| Monte
Negro
Ein jüngerer Mann, schon etwas
ungeduldig, hat sich schließlich zu einem Besuch entschlossen.
Ohne weiteres, im Bewußtsein seines Rechts, verschafft er sich
Eintritt.
Ich komme, um von Dir zu fordern, da ich Dir das Leben bewahrt
habe!
Der Alte nickt gewissenhaft, in selbstverständlicher Demut erklärt
er sich bereit. Er tritt an seinen Schreibtisch, der ebenso nieder
ist, wie nun die ganze Räumlichkeit erscheint.
Ich werde schreiben, dass ich Dir dankbar bin, meint er zuerst,
nimmt aber das Anzeichen der Unzufriedenheit auf und verbessert
sich: Dass ich Dir dankbar sein werde.
So steht es nun, gut sichtlich, mit Unterschrift, auf einem
Zettelchen, einem umgedrehten Kassazettel vielleicht.
Was jedoch bewegt Dich zu Deiner
Forderung?
Bisher nimmst Du Deine Verpflichtung nicht ernst genug, zu oberflächlich.
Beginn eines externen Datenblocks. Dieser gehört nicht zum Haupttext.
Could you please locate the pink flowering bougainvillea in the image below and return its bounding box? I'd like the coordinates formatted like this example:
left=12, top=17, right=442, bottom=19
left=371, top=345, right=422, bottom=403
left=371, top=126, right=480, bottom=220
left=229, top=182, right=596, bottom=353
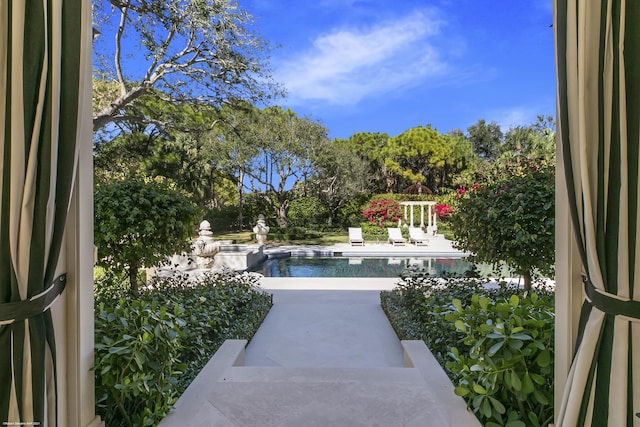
left=362, top=199, right=402, bottom=228
left=436, top=203, right=452, bottom=218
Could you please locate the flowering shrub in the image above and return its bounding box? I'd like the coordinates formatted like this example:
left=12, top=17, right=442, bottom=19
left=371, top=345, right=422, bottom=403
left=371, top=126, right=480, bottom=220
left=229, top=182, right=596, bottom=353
left=450, top=166, right=555, bottom=289
left=436, top=203, right=452, bottom=218
left=362, top=199, right=402, bottom=228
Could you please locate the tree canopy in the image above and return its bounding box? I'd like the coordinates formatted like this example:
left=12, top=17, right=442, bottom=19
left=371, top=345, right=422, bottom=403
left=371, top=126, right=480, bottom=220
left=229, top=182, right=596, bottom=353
left=93, top=0, right=282, bottom=131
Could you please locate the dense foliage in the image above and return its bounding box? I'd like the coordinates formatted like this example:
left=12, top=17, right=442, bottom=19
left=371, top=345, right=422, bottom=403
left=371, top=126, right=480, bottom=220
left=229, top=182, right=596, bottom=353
left=95, top=273, right=271, bottom=427
left=450, top=164, right=555, bottom=290
left=94, top=177, right=198, bottom=294
left=380, top=278, right=554, bottom=427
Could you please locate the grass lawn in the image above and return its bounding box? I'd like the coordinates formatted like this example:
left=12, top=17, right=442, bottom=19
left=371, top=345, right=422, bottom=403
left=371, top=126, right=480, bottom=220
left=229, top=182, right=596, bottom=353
left=214, top=230, right=349, bottom=245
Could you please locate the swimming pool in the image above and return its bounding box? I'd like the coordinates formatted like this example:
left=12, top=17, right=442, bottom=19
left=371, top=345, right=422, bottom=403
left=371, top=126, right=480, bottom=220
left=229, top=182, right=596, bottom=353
left=251, top=257, right=472, bottom=277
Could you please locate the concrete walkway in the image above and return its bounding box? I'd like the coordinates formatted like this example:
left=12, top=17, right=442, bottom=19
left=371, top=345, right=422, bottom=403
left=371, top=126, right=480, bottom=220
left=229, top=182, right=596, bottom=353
left=160, top=278, right=480, bottom=427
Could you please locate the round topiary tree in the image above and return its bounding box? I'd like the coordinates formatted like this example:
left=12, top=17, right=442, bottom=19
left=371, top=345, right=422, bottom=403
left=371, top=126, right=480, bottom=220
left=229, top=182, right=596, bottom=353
left=94, top=178, right=198, bottom=295
left=451, top=165, right=555, bottom=290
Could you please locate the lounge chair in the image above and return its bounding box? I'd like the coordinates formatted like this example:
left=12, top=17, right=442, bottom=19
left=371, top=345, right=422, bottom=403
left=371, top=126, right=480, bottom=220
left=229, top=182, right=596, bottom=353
left=387, top=227, right=407, bottom=246
left=409, top=227, right=429, bottom=246
left=349, top=227, right=364, bottom=246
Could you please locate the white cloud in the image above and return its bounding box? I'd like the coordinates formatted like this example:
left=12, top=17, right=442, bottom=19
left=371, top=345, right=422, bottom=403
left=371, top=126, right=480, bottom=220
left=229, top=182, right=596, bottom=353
left=275, top=10, right=447, bottom=105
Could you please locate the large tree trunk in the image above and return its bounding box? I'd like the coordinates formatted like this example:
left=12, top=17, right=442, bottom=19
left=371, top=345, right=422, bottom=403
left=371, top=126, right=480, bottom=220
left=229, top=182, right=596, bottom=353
left=236, top=169, right=244, bottom=231
left=278, top=203, right=289, bottom=228
left=522, top=270, right=531, bottom=292
left=129, top=261, right=138, bottom=297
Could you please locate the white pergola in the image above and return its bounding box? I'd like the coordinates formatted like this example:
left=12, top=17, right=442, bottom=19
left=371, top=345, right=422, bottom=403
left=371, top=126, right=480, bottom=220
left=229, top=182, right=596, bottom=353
left=400, top=201, right=438, bottom=235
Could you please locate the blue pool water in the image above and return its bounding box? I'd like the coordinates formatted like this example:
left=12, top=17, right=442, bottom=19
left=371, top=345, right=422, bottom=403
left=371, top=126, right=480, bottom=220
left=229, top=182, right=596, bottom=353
left=252, top=257, right=471, bottom=277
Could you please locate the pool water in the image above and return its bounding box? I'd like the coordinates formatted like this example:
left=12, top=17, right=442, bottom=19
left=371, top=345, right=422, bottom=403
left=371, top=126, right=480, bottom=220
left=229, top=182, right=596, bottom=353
left=252, top=257, right=472, bottom=277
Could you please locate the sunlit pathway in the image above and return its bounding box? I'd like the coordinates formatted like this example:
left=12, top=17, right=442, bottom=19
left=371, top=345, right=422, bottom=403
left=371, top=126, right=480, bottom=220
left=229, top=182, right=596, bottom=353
left=160, top=278, right=480, bottom=427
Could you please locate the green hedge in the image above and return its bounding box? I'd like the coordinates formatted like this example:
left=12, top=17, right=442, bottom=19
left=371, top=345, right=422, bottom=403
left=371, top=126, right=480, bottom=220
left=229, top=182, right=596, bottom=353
left=95, top=273, right=272, bottom=427
left=380, top=277, right=554, bottom=427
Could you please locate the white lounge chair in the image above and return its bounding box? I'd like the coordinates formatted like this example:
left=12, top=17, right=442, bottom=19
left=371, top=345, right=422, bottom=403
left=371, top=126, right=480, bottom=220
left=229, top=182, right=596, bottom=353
left=409, top=227, right=429, bottom=246
left=387, top=227, right=407, bottom=246
left=349, top=227, right=364, bottom=246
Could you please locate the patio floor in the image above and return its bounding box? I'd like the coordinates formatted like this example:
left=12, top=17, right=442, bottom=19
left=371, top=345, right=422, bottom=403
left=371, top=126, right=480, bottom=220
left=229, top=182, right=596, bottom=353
left=160, top=266, right=480, bottom=427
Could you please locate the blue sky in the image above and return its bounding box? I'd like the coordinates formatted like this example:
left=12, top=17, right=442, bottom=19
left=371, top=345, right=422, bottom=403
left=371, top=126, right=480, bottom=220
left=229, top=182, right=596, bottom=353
left=245, top=0, right=555, bottom=138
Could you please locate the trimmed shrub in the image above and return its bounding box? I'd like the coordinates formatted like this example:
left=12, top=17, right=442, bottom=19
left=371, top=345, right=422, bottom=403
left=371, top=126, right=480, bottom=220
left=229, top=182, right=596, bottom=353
left=380, top=277, right=554, bottom=427
left=95, top=272, right=272, bottom=427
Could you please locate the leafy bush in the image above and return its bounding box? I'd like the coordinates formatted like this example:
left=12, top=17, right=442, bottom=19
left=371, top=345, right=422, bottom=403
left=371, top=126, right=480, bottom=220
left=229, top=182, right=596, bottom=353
left=446, top=293, right=554, bottom=427
left=94, top=177, right=198, bottom=295
left=95, top=272, right=272, bottom=427
left=362, top=199, right=402, bottom=228
left=380, top=277, right=554, bottom=427
left=95, top=300, right=185, bottom=426
left=450, top=165, right=555, bottom=290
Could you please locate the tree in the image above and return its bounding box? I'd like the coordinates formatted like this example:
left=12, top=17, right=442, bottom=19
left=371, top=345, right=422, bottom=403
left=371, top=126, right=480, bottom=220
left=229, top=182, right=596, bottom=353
left=382, top=125, right=454, bottom=190
left=240, top=107, right=329, bottom=228
left=451, top=163, right=555, bottom=290
left=335, top=132, right=398, bottom=193
left=215, top=102, right=260, bottom=230
left=309, top=142, right=367, bottom=225
left=467, top=119, right=503, bottom=162
left=94, top=96, right=235, bottom=208
left=498, top=115, right=556, bottom=164
left=93, top=0, right=282, bottom=131
left=94, top=177, right=198, bottom=295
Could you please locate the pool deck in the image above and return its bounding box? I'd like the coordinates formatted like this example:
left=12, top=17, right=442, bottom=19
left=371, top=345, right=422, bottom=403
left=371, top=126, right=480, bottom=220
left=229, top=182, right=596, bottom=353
left=263, top=235, right=468, bottom=258
left=159, top=237, right=480, bottom=427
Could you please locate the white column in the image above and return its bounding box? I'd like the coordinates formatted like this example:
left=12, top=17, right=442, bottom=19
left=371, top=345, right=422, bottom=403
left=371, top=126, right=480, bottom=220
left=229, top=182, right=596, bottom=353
left=429, top=205, right=438, bottom=234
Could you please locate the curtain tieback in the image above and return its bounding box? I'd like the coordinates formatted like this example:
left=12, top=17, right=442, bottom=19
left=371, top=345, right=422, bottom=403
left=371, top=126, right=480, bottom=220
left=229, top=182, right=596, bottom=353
left=0, top=274, right=67, bottom=324
left=582, top=276, right=640, bottom=319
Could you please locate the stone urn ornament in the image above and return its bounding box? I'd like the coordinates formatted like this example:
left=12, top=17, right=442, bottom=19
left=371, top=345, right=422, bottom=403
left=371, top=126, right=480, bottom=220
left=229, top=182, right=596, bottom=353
left=193, top=219, right=220, bottom=268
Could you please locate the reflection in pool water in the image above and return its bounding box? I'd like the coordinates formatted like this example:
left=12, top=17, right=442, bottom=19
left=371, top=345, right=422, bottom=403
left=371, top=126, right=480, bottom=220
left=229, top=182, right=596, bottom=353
left=252, top=257, right=472, bottom=277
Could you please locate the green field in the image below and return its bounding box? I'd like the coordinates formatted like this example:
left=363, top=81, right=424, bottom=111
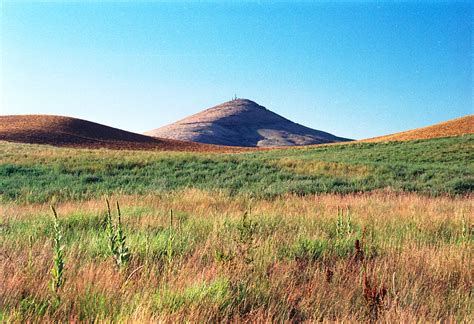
left=0, top=135, right=474, bottom=202
left=0, top=135, right=474, bottom=323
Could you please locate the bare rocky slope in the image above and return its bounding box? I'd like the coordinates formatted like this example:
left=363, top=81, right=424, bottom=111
left=0, top=115, right=248, bottom=152
left=145, top=99, right=349, bottom=147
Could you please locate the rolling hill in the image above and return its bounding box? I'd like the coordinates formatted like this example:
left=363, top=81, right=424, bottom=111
left=0, top=115, right=244, bottom=151
left=362, top=115, right=474, bottom=142
left=145, top=99, right=349, bottom=147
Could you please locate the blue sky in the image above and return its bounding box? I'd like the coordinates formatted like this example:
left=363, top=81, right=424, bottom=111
left=0, top=1, right=474, bottom=138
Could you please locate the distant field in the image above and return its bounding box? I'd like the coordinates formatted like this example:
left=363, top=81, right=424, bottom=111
left=0, top=135, right=474, bottom=203
left=0, top=135, right=474, bottom=322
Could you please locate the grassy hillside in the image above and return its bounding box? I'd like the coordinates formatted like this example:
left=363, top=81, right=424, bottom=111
left=0, top=135, right=474, bottom=323
left=0, top=135, right=474, bottom=202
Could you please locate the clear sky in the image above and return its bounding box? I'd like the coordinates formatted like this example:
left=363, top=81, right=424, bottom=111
left=0, top=0, right=474, bottom=138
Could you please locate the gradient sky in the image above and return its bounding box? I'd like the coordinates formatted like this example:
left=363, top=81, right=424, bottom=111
left=0, top=0, right=474, bottom=138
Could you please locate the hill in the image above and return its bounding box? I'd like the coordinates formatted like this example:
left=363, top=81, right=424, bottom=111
left=145, top=99, right=349, bottom=147
left=0, top=115, right=244, bottom=151
left=363, top=115, right=474, bottom=142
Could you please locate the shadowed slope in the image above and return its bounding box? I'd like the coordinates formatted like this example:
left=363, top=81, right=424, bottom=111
left=145, top=99, right=348, bottom=147
left=0, top=115, right=250, bottom=151
left=363, top=115, right=474, bottom=142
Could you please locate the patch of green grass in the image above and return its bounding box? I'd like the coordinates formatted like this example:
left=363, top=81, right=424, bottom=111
left=155, top=278, right=232, bottom=313
left=0, top=135, right=474, bottom=202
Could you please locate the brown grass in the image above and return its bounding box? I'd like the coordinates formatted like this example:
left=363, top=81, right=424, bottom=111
left=0, top=190, right=474, bottom=323
left=358, top=115, right=474, bottom=142
left=0, top=115, right=256, bottom=152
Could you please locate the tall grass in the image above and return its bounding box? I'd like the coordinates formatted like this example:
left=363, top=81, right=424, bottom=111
left=0, top=190, right=474, bottom=322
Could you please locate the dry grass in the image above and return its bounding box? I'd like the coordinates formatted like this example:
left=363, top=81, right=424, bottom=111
left=0, top=115, right=256, bottom=152
left=358, top=115, right=474, bottom=142
left=0, top=190, right=474, bottom=322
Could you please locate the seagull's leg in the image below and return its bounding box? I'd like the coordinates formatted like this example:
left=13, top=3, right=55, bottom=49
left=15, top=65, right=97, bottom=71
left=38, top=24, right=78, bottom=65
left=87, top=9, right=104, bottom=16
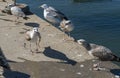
left=35, top=41, right=38, bottom=51
left=30, top=42, right=33, bottom=53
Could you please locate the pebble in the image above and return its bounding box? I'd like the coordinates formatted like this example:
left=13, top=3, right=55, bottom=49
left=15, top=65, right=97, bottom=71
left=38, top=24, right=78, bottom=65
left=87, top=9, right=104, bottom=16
left=77, top=72, right=82, bottom=75
left=115, top=75, right=120, bottom=78
left=80, top=64, right=84, bottom=67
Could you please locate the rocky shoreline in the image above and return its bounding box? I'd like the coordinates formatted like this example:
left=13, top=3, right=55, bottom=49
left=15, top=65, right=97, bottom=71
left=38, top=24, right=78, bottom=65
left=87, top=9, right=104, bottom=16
left=0, top=0, right=120, bottom=78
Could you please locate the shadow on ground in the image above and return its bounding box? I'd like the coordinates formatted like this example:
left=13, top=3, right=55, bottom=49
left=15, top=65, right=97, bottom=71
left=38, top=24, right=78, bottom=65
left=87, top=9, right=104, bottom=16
left=3, top=70, right=30, bottom=78
left=25, top=22, right=39, bottom=27
left=110, top=69, right=120, bottom=76
left=43, top=47, right=77, bottom=65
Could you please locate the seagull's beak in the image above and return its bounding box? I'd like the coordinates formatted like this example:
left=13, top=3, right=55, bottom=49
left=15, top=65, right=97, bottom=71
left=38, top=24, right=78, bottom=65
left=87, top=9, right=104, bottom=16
left=38, top=6, right=42, bottom=8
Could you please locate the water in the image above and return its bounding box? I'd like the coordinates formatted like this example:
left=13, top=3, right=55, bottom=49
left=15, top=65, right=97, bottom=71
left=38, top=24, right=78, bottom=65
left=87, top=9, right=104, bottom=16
left=18, top=0, right=120, bottom=56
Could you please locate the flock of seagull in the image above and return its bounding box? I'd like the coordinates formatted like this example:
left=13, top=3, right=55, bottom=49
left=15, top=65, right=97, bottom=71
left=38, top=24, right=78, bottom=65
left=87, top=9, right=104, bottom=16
left=0, top=1, right=120, bottom=70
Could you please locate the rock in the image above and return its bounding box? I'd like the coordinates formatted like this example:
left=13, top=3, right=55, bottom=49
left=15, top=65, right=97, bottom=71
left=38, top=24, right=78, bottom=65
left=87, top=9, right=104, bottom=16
left=2, top=3, right=31, bottom=15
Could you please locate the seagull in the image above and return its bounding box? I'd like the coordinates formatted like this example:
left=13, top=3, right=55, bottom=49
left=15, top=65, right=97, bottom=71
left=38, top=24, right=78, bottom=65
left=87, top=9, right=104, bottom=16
left=59, top=19, right=74, bottom=40
left=25, top=27, right=41, bottom=53
left=40, top=4, right=68, bottom=25
left=0, top=47, right=11, bottom=70
left=77, top=39, right=120, bottom=70
left=9, top=5, right=28, bottom=23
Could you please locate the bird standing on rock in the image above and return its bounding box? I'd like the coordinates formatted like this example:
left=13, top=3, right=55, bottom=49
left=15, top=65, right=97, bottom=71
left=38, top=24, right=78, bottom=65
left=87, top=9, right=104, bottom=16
left=59, top=19, right=74, bottom=40
left=77, top=39, right=120, bottom=70
left=40, top=4, right=67, bottom=25
left=25, top=27, right=41, bottom=53
left=10, top=5, right=28, bottom=23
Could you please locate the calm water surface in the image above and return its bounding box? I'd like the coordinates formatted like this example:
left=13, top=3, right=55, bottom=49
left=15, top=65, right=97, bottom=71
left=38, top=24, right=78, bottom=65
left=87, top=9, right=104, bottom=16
left=18, top=0, right=120, bottom=56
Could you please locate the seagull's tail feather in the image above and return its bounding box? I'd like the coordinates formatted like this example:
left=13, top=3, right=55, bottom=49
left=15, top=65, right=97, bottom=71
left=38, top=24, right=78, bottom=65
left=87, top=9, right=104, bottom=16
left=111, top=55, right=120, bottom=62
left=23, top=17, right=29, bottom=20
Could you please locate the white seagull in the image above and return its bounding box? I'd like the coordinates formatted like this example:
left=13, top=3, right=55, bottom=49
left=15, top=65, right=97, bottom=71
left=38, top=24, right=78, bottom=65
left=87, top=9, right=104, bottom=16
left=25, top=27, right=41, bottom=53
left=59, top=19, right=74, bottom=40
left=9, top=5, right=28, bottom=22
left=40, top=4, right=67, bottom=24
left=77, top=39, right=120, bottom=70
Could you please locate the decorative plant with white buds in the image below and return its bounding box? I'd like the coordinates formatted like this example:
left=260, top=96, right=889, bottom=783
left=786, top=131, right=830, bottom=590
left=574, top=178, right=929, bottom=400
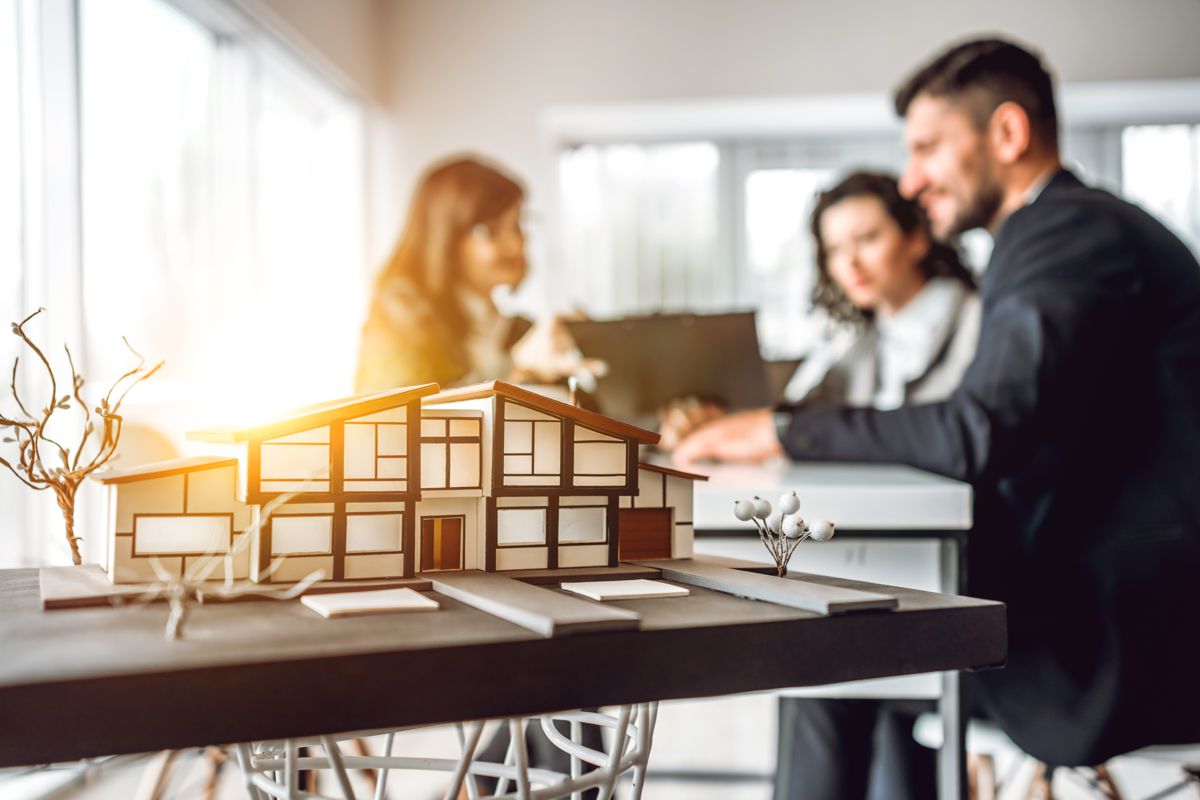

Wieder nickt der Alte in aufrichtiger Ergebenheit, einsehend
wiederholt er sich die Worte, merkt aber eine neuerliche Ungeduld,
da er wieder keine Anstalten macht.
Du musst wissen, das ist viel, das ist wirklich viel, sagt er nun,
nur ein Hauch von Ironie oder Kritik schwingt darin, als ob er
sich nicht wahrgenommen fühlte, mehr jedoch in einem ganzen,
leisen, klaren Wissen. Der alte Mann trägt über seinem
schlanken, zähen Oberkörper einen mit bündiger, roter Wolle
handgestrickten, etwas zu kleinen Pullover, auch sein schmales
Gesicht trägt einen bescheidenen - fast vogelhaften - Ausdruck.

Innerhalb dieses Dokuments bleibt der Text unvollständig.